Keith Stewart, MB, ChB: I’m a bit uncomfortable not having a proteasome inhibitor in the mix at all. I think it’s just a matter of time before it’s both drugs, and not either-or. I’m not quite sure what I’m going to do in terms of RVd-lite versus daratumumab-Rd at this point.

Rafael Fonseca, MD: I think we’re going to do daratumumab-KRd-lite. That’s going to be the future, right? The key is going to be just to adapt. And this causes tension because traditionally the outcomes for the elderly are worse, but primarily because the treatments are not as good because the biology of the elderly is usually more favorable. When you look at it, you know instead of looking at overall survival, you look at how close you can approximate your life expectancy.

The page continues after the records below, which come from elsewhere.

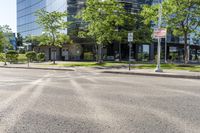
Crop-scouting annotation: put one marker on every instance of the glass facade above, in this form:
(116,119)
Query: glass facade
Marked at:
(26,9)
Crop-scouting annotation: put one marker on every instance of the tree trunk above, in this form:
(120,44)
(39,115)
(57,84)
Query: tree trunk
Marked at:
(186,51)
(100,54)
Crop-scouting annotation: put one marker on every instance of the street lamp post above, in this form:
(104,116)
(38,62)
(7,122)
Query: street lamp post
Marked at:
(158,69)
(5,52)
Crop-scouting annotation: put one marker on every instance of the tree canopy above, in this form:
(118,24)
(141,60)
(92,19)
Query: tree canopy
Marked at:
(102,18)
(52,23)
(180,17)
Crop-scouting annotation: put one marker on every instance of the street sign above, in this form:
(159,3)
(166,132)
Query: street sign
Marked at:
(160,33)
(130,37)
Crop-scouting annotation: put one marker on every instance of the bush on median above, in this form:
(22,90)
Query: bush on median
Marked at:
(31,56)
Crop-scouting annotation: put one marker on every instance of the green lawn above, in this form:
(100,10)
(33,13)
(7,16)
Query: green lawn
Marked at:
(91,64)
(194,68)
(22,58)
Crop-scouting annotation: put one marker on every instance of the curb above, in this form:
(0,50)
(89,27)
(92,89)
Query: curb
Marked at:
(37,68)
(156,75)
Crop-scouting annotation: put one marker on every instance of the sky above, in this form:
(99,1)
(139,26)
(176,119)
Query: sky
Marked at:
(8,13)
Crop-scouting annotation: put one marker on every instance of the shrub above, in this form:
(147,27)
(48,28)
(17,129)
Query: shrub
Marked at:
(2,57)
(22,58)
(88,56)
(12,56)
(41,57)
(31,56)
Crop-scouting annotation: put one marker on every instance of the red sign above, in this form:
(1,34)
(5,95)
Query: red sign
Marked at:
(159,33)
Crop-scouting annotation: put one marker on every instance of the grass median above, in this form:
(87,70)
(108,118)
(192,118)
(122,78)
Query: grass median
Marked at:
(187,67)
(91,64)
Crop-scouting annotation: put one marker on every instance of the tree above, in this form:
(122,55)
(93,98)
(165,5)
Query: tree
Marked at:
(102,18)
(53,23)
(5,32)
(19,39)
(181,17)
(33,40)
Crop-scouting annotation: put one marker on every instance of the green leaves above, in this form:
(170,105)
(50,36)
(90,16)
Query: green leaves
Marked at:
(102,19)
(53,23)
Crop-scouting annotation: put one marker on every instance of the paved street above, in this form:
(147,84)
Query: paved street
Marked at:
(39,101)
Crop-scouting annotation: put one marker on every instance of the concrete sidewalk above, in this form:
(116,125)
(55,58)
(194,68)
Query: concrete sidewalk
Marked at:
(144,72)
(42,66)
(150,72)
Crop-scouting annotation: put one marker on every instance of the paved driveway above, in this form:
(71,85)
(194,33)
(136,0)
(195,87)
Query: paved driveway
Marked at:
(38,101)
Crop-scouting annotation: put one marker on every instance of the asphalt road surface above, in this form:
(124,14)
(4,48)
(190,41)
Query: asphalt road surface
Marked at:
(38,101)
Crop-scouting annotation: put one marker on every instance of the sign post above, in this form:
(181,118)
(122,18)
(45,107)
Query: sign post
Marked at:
(158,34)
(130,40)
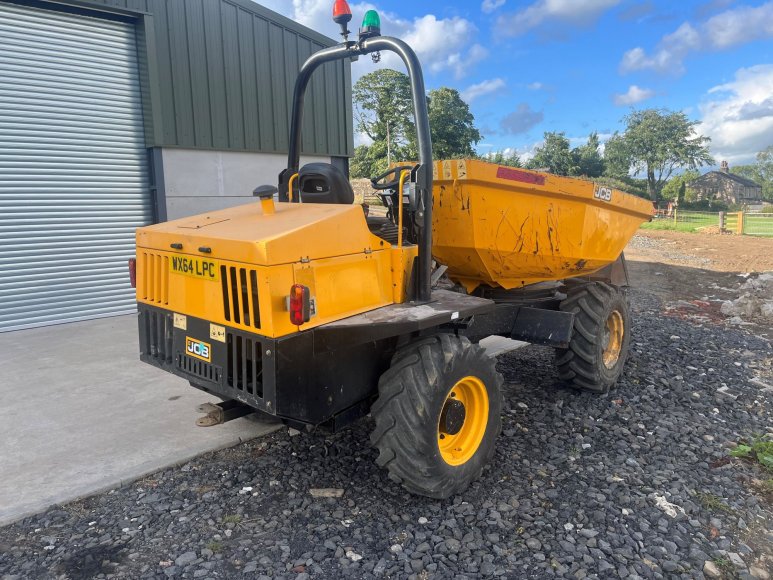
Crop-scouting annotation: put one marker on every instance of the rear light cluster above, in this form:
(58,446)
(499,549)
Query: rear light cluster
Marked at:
(300,304)
(133,272)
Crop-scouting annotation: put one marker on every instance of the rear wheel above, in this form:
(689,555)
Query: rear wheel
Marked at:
(437,415)
(600,339)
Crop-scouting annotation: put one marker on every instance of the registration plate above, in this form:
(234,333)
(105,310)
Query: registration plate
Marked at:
(201,268)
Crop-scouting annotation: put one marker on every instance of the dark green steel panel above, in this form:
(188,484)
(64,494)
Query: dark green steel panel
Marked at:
(226,71)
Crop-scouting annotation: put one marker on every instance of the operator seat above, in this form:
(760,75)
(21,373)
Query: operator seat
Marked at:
(324,183)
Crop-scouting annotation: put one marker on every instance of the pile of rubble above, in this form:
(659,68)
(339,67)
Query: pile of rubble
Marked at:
(755,301)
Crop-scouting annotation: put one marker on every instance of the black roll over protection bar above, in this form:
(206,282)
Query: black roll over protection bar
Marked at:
(423,173)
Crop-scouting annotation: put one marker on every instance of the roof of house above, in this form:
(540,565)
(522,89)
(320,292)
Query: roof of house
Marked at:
(733,177)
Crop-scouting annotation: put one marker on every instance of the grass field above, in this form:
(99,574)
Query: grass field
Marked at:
(754,224)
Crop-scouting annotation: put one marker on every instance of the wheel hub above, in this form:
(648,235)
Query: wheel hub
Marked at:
(452,417)
(463,420)
(613,338)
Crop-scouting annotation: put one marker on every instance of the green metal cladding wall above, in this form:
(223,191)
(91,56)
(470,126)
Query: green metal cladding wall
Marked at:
(226,71)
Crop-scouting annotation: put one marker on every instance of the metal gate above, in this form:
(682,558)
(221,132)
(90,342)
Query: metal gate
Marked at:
(73,166)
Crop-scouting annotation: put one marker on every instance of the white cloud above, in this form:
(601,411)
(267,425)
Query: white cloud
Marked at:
(483,88)
(633,95)
(730,28)
(671,51)
(445,44)
(574,12)
(442,44)
(523,119)
(488,6)
(738,116)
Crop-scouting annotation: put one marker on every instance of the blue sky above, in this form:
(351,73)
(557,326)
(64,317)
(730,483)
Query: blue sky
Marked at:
(578,66)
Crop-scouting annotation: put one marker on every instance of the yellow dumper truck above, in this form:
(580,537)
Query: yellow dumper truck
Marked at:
(303,307)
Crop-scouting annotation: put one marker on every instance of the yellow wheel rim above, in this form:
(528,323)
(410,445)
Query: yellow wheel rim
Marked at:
(613,338)
(462,422)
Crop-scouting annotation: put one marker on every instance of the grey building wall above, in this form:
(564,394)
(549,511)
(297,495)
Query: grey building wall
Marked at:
(725,187)
(220,75)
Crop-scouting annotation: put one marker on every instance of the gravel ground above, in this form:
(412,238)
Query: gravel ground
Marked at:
(634,484)
(640,242)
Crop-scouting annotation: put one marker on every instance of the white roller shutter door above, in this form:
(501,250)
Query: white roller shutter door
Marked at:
(73,166)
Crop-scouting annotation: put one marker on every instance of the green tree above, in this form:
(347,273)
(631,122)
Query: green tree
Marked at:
(504,158)
(587,158)
(368,160)
(657,142)
(384,113)
(676,187)
(617,159)
(554,155)
(452,125)
(558,158)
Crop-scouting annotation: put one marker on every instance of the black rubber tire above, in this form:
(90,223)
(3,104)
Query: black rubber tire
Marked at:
(411,397)
(582,364)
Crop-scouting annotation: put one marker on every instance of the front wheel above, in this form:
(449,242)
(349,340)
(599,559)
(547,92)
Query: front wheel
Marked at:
(437,415)
(600,338)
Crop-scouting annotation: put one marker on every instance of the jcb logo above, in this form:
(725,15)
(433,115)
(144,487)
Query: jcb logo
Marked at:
(198,349)
(603,193)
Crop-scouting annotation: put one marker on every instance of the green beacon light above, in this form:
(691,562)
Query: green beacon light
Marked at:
(371,25)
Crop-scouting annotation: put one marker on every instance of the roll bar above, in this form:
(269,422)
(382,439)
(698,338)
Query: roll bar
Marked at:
(423,173)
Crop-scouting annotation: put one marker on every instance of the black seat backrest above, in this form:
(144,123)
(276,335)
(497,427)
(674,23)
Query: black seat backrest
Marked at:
(324,183)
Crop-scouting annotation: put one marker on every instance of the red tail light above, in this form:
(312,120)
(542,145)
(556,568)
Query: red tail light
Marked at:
(341,12)
(300,304)
(133,272)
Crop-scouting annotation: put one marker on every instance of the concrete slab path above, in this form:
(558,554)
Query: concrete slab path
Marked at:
(81,414)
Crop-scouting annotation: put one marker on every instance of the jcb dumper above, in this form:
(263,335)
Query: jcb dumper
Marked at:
(301,306)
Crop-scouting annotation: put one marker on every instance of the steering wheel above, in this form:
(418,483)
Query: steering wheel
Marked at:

You could say it should be easier in the elderly, but it has been harder because the treatments are harder to deliver. But now with some of these regimens, I think if you’re diagnosed with myeloma at the age of 75, it’s not far-fetched to think that you’re going to have a near-normal life expectancy. I’m not saying it’s perfectly normal; I don’t have the data to substantiate that. But even what we see with MAIA and then maybe 1 treatment for a relapse, many patients are going to get past their 80s. So we’ll see what happens.